GR L 27018; (August, 1972) (Digest)
G.R. No. L-27018 August 30, 1972
AMORSOLO R. MANZANO, petitioner-appellant, vs. JUDGE PATROCINIO S. VILLA, the MUNICIPAL JUDGE OF VICTORIA, TARLAC and the CHIEF OF POLICE OF VICTORIA, TARLAC, respondents-appellees.
FACTS
Police Sergeant Felix G. Felipe, designated as acting chief of police, filed three criminal complaints (for assault upon an agent of a person in authority, alarm and scandal, and concealing a deadly weapon) against Amorsolo Manzano before the Municipal Court of Victoria, Tarlac. These complaints stemmed from a single incident on May 7, 1966. The municipal judge conducted a preliminary examination by taking sworn statements from several witnesses in question-and-answer form and subsequently issued warrants of arrest. Manzano, through counsel, filed a motion to dismiss and recall the warrants, arguing he was not notified of the examination nor given a chance to cross-examine witnesses, and later supplemented it by challenging Sgt. Felipe’s authority to file the complaints as he was merely designated, not formally appointed, as chief of police.
The municipal judge did not act on the motion. Consequently, Manzano filed a petition for mandamus and prohibition with the Court of First Instance (CFI) of Tarlac to compel the judge to resolve the motion and to halt the criminal proceedings. The CFI issued a preliminary injunction but later dismissed the petition. Manzano appealed, contending the complaints were defective, the preliminary examination was illegally conducted, and the CFI erred in dismissing his petition without a formal hearing.
ISSUE
Whether the Court of First Instance correctly dismissed the petition for mandamus and prohibition challenging the validity of the criminal complaints and the preliminary examination conducted by the municipal judge.
RULING
Yes, the CFI’s dismissal was correct. The Supreme Court affirmed the order, holding that the petition for mandamus and prohibition was without merit and prematurely filed. On the authority to file complaints, Sgt. Felipe, as a member of the municipal police, was a peace officer under Section 2, Rule 110 of the Rules of Court, authorized to subscribe to criminal complaints. His designation as acting chief of police, even without a formal appointment, did not strip him of this inherent authority as a peace officer.
Regarding the preliminary examination, the Court ruled it was conducted in accordance with law.

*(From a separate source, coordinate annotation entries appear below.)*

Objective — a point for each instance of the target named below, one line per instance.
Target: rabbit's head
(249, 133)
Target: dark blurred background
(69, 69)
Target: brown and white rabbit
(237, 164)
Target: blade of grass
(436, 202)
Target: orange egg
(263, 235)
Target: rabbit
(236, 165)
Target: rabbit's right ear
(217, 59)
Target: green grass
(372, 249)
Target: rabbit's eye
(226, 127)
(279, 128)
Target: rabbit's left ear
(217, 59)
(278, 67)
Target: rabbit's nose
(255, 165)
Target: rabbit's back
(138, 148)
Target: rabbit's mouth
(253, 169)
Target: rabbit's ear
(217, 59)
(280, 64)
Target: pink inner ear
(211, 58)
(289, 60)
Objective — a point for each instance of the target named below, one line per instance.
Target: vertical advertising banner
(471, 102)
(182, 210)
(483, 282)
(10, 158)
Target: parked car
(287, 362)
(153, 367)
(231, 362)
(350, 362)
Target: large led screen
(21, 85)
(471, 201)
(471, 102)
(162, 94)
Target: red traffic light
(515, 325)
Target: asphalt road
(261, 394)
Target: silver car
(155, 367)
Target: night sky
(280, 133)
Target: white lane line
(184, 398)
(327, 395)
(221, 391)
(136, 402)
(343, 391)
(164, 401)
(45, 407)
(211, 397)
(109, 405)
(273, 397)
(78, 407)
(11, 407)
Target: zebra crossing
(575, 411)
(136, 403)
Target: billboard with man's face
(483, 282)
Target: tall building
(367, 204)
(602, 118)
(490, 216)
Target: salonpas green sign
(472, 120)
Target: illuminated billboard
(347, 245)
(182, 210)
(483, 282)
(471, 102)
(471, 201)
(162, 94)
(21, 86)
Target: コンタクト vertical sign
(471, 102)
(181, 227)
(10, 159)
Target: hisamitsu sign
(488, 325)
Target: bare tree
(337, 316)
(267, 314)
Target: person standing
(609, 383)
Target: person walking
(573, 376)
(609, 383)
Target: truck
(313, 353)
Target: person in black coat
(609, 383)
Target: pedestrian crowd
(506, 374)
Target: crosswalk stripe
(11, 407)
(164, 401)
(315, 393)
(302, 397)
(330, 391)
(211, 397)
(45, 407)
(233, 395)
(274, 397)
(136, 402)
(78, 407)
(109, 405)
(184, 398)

The sworn statements of witnesses, taken in question-and-answer form before the judge, complied with the requirement under Section 87(e) of Republic Act No. 296 , as amended. A preliminary examination is ex parte and not a trial on the merits; its purpose is merely to determine probable cause for arrest. The accused has no right to be present or to cross-examine witnesses at this stage, as held in Bustos v. Lucero. Thus, Manzano’s claim of denial of due process was unfounded.
The Court further found the petitions for mandamus and prohibition improper. Prohibition did not lie because any error in the judge’s appreciation of evidence was not a grave abuse of discretion warranting such writ. Mandamus was also not warranted, as the municipal judge’s failure to act on the motion to dismiss within roughly three weeks did not constitute gross neglect, especially since the motion lacked a proper notice of hearing. Manzano’s remedy was to await arraignment and file a motion to quash under Rule 117, or to first seek action from the municipal court before resorting to a higher court. His petition was premature and merely delayed the proceedings.